Calling Emilio Aguinaldo “chief” is another tell-tale blunder, an American attempt to relegate the general and his fighting Filipinos to a minor group or “tribe.”
This is ironic because before the Filipino-American War erupted, the Americans considered Aguinaldo the leader of the Filipinos. They even consulted him and enlisted his help during the Spanish-American War.
In duration, effort and loss of lives, the Filipino-American War far outweighed the Spanish-American War.
Parallels in Vietnam
There was a brief resurgence of memory about the Filipino-American War in the 1960s, when the Americans were deeply mired in the Vietnam War.
The parallels between the wars in the Philippines and in Vietnam are many.
The United States was initially friendly with the colonized people, and then turned on them, reestablishing colonialism. The Filipinos were allies against Spain, while the Vietnamese were allies against the Japanese. The Americans replaced Spain in the Philippines; in Vietnam they replaced the French.
In both conflicts, the US government lied to the American people and employed censorship in news reports.
As Filipino civilians supported the struggle for freedom, the Americans effected a program of reconcentration camps. They did it again in Vietnam, calling the scheme “strategic hamletting.”
The Americans were cruel during the war in the Philippines, “burning the town and killing everyone in sight, and taking no prisoners.” It was worse in Vietnam: Remember Agent Orange, napalm, the My Lai massacre. There must be memorials to ensure that nothing of the sort ever happens again.
Longer war
The Vietnam War is described by Americans as their longest war. But the Filipino-American War arguably lasted longer.

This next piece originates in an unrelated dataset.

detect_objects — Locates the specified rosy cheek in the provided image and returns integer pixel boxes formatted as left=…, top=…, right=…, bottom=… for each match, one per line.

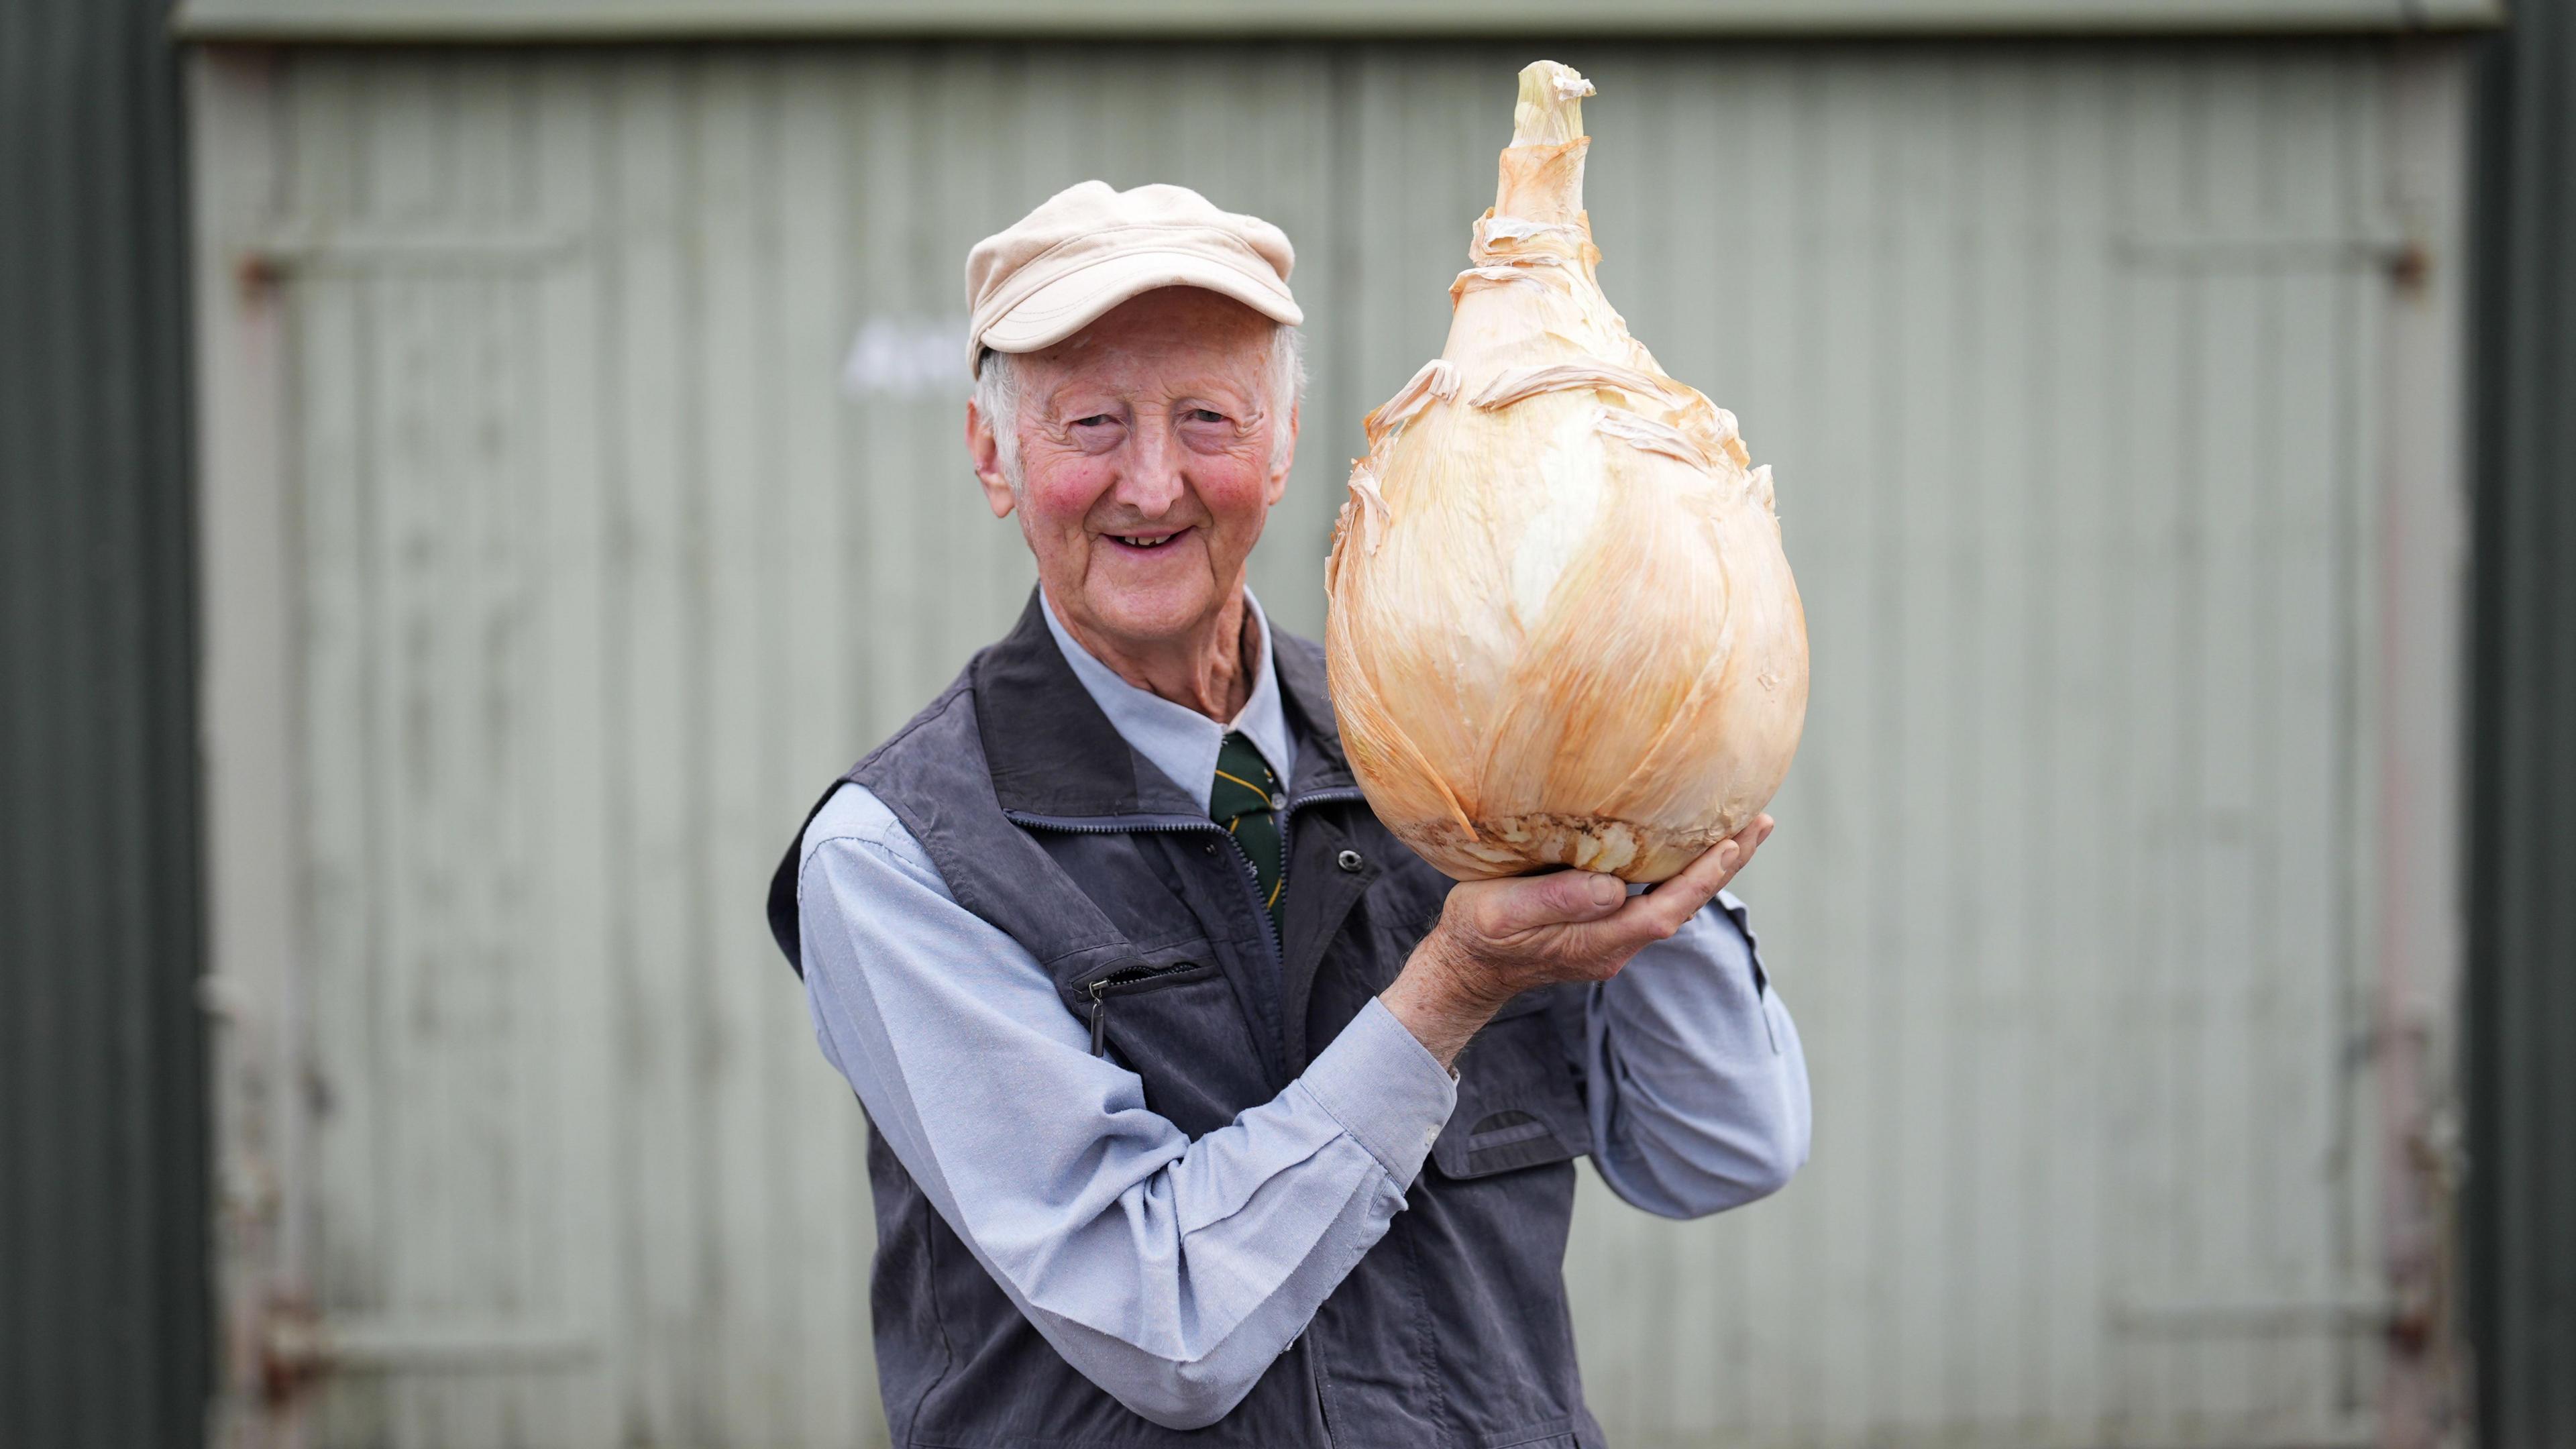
left=1199, top=460, right=1272, bottom=519
left=1022, top=458, right=1115, bottom=532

The Minnesota plaque summarized the Filipino-American War: “They served the cause of humanity. They battled to free the oppressed people of the Philippine Islands, who suffered under the despotic rule of Spain.”
This is a big lie. They did not come to help the oppressed; they came to conquer.

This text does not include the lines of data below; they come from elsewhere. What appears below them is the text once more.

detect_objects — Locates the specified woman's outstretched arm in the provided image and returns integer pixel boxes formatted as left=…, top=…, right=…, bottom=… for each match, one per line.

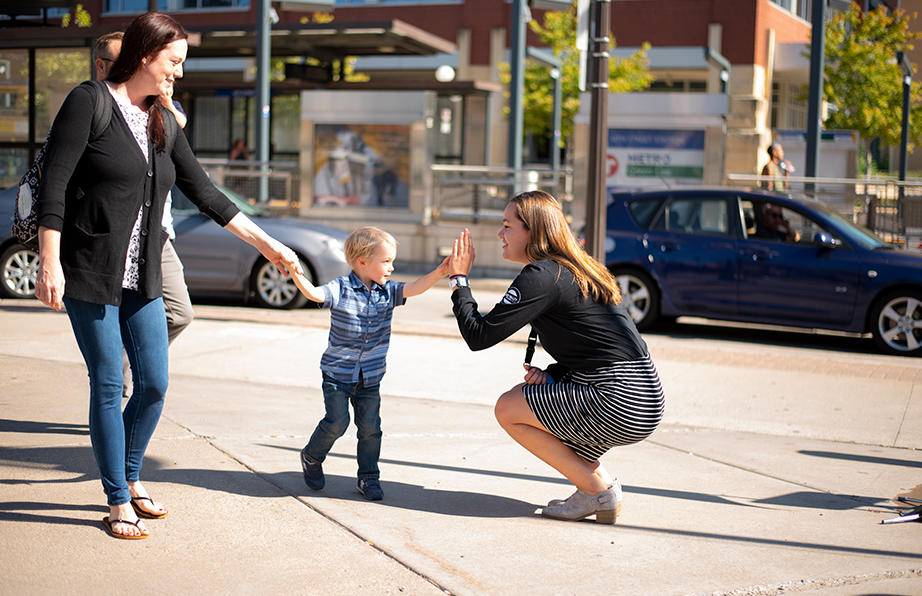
left=448, top=229, right=555, bottom=351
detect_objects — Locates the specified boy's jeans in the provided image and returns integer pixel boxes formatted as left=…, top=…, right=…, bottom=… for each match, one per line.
left=63, top=291, right=169, bottom=506
left=304, top=373, right=382, bottom=479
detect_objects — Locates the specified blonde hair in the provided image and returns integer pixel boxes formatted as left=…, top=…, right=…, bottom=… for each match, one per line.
left=509, top=190, right=621, bottom=305
left=344, top=226, right=396, bottom=269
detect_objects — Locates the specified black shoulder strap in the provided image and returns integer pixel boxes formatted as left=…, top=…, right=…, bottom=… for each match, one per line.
left=85, top=80, right=112, bottom=142
left=161, top=106, right=178, bottom=152
left=524, top=326, right=538, bottom=367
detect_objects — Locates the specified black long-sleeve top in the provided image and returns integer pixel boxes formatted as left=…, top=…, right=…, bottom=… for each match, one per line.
left=451, top=259, right=649, bottom=369
left=37, top=81, right=239, bottom=306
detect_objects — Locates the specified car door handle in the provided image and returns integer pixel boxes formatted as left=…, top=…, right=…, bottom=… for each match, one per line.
left=751, top=249, right=771, bottom=262
left=659, top=241, right=678, bottom=252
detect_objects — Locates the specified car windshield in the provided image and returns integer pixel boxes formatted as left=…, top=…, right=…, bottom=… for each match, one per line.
left=172, top=183, right=266, bottom=217
left=806, top=200, right=888, bottom=249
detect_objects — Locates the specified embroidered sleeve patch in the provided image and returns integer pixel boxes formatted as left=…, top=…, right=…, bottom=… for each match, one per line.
left=501, top=286, right=521, bottom=304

In 1998 a group of Filipinos presented accurate information about the Filipino-American War at the Minnesota capitol. Filipinos are truly sensitive of history, as all men and women should be.
On the Olympia
In Philadelphia is moored the USS Olympia, the flagship of George Dewey during the Battle of Manila on May 1, 1898, in which the US Navy destroyed the Spanish fleet at anchor.
Footprints in bronze on the ship’s deck show where Dewey stood when he said, “You may fire when you are ready, Gridley.”
But there is no trace of the place where Dewey stood when he promised Gen. Jose Alejandrino that the United States had no interest in becoming a colonial power.
Dewey hosted Aguinaldo aboard the Olympia and assured him of US recognition of Philippine independence.
Once again, there is neither trace nor mention of this historic meeting on the ship. But there are bayonets, clothing and spears displayed and labelled “Philippine Insurrection II.”
The National Historical Commission of the Philippines really has a lot of work to do to bring out the truth, in and out of the Philippines.